2000年10月18日 更新

不妊医療はどうあるべきか?

「とにかく妊娠すればどのような治療法でもよい、少しでも若いほうが成功(妊娠)しやすいのだから子供が欲しければ早くに体外受精ー胚移植を受けるべきだ」という意見を述べるひとがいますが、それは必ずしも正しくないと思います。まずは「より自然に近い、より侵襲の少ない治療法での妊娠」を目標にすべきだと考えています。決して体外受精ー胚移植や顕微授精などの高度生殖医療が危険な治療法と考えているわけでありませんし、それらが必要な方が数多くおられるのも事実です。当クリニックでも今年4月から体外受精ー胚移植を開始し既に多くの方が妊娠されています。しかし、それらの治療は時間的、身体的、経済的な負担を強いるものであることを考えれば、それらをしなくても妊娠できるひとにそれらの治療を行うのはやはり好ましくないと考えています。つまり、体外受精ー胚移植や顕微授精などの高度生殖医療が本当にその人に必要なのかどうかを見極めることが今の不妊医療には求められていると思います。
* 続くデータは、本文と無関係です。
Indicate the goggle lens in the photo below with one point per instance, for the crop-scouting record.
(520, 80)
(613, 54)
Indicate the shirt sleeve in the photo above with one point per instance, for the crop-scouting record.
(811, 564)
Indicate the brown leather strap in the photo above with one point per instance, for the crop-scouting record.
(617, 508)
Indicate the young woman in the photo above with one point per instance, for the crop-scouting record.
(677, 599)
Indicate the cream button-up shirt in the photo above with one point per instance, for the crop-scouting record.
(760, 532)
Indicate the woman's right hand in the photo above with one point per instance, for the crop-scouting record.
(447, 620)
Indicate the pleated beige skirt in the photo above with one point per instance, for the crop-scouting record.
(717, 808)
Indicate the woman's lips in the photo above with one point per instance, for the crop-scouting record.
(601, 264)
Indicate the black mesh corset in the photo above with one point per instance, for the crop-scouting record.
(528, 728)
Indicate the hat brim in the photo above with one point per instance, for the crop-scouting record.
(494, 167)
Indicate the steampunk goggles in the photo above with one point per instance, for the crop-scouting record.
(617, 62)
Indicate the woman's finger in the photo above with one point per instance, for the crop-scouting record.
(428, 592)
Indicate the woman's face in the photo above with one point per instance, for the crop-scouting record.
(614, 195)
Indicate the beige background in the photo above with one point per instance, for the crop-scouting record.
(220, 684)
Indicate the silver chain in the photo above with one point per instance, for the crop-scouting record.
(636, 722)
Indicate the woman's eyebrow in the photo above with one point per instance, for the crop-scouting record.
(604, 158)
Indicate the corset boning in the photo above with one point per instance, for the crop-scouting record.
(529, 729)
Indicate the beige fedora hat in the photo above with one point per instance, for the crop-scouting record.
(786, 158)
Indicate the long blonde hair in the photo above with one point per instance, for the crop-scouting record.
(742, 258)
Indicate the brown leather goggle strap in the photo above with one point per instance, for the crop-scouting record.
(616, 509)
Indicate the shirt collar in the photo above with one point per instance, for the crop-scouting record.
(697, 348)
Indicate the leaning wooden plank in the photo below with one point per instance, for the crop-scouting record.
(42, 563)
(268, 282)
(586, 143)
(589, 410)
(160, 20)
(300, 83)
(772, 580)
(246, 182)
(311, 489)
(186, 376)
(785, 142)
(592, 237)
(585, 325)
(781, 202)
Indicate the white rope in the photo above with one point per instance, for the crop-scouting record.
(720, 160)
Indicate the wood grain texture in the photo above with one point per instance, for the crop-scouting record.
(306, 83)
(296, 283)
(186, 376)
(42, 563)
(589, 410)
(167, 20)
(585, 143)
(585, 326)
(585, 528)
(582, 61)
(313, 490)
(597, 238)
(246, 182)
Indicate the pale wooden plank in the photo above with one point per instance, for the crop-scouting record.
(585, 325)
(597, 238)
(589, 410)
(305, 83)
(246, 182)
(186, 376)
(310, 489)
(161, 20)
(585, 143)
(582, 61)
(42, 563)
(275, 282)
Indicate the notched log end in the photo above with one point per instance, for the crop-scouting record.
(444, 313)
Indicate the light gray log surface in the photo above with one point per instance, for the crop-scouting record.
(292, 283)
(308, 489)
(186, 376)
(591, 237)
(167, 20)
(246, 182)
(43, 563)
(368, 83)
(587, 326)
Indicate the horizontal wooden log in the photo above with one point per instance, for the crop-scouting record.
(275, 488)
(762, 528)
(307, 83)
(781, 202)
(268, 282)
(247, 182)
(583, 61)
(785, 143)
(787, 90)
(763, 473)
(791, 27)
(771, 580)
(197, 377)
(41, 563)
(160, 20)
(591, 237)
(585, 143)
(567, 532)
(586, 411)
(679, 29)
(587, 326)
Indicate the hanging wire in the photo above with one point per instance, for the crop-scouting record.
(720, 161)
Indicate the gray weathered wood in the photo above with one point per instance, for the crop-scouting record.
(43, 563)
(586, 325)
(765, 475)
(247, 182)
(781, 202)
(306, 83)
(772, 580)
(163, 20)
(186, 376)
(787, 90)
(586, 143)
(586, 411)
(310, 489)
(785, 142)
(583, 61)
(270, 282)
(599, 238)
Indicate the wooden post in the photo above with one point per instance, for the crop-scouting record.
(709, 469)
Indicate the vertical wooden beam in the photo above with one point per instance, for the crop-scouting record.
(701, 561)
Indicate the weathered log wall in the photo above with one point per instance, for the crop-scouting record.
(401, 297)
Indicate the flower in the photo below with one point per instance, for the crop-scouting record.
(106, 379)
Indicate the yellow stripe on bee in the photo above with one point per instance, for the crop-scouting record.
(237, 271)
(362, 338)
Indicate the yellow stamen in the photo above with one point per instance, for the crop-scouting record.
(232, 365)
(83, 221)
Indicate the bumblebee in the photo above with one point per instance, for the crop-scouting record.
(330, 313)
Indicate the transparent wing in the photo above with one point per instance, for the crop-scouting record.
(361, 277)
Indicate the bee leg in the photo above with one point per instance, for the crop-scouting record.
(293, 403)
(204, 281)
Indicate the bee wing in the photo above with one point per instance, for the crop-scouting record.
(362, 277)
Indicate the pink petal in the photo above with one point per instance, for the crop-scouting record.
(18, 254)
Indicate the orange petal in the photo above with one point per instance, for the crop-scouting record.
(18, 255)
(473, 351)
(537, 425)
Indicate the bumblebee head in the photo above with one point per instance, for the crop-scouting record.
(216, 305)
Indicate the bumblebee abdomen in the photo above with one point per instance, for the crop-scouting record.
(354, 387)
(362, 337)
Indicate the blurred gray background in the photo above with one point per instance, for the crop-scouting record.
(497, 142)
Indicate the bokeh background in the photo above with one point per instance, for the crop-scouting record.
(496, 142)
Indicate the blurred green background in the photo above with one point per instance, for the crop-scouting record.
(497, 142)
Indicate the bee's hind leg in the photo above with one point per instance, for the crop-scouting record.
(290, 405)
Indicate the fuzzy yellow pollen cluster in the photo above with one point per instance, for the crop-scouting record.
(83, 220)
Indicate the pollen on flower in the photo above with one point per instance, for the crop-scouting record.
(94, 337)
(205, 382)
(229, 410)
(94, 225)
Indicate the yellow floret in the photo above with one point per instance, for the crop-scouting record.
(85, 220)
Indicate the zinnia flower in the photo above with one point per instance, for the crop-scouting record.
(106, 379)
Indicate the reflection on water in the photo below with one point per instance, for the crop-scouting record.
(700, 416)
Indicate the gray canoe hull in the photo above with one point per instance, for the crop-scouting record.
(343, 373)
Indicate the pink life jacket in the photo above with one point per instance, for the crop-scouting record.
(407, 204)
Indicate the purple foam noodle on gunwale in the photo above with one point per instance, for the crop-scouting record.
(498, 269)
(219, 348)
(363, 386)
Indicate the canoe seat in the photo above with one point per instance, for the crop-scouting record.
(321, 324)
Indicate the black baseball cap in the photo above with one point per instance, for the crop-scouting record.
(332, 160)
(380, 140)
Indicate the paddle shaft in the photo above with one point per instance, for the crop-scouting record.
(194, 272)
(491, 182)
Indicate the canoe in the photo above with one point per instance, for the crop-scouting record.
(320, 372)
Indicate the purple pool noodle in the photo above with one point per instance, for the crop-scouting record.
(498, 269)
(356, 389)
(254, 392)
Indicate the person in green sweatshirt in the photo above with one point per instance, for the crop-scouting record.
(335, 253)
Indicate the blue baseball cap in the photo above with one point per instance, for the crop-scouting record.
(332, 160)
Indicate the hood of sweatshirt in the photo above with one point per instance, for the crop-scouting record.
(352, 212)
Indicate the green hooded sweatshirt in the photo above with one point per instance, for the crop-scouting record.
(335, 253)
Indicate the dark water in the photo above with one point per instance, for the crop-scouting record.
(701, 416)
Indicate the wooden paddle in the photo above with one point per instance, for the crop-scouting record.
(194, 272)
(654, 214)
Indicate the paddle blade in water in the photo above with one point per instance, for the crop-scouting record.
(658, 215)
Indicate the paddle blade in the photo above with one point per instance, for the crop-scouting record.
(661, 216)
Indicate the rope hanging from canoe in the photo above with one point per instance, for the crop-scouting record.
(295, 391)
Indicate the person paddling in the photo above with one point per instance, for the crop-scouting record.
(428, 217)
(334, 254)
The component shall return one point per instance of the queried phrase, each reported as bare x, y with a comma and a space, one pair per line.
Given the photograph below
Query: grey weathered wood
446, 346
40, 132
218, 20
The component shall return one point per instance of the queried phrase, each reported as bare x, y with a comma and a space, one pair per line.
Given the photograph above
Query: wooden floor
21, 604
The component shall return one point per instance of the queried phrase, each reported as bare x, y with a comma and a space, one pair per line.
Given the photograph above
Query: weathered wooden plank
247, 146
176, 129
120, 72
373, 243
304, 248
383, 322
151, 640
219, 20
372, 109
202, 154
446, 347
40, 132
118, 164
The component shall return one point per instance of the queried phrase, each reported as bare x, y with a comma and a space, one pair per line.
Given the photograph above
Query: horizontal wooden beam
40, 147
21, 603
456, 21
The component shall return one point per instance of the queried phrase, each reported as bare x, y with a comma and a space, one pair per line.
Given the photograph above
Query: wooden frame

当クリニックには他の施設で体外受精ー胚移植を受けたが残念ながら妊娠せず、「本当にわたしには体外受精が必要なんだろうか?今後は失敗しても体外受精を続けるしかないのだろうか?」といった悩みをもった方が受診されます。その中にはその後当クリニックでの人工授精(AIH)で妊娠された方もおられますし、自然妊娠された方もいます。たしかにそのような方ばかりではなく、やはり体外受精以外に妊娠の見込みがなく、当クリニックでの体外受精で妊娠される方もいますが、腹腔鏡検査を受け、自分の身体のことを十分理解し、その後の治療の方向性を見い出していく方もおられ、様々です。
当クリニックは開設当初より、十分な説明を行い十分な理解を得てから患者さんひとりひとりに納得のいく検査・治療をしていくことを基本方針としていますが、その重要性を痛感する今日この頃です。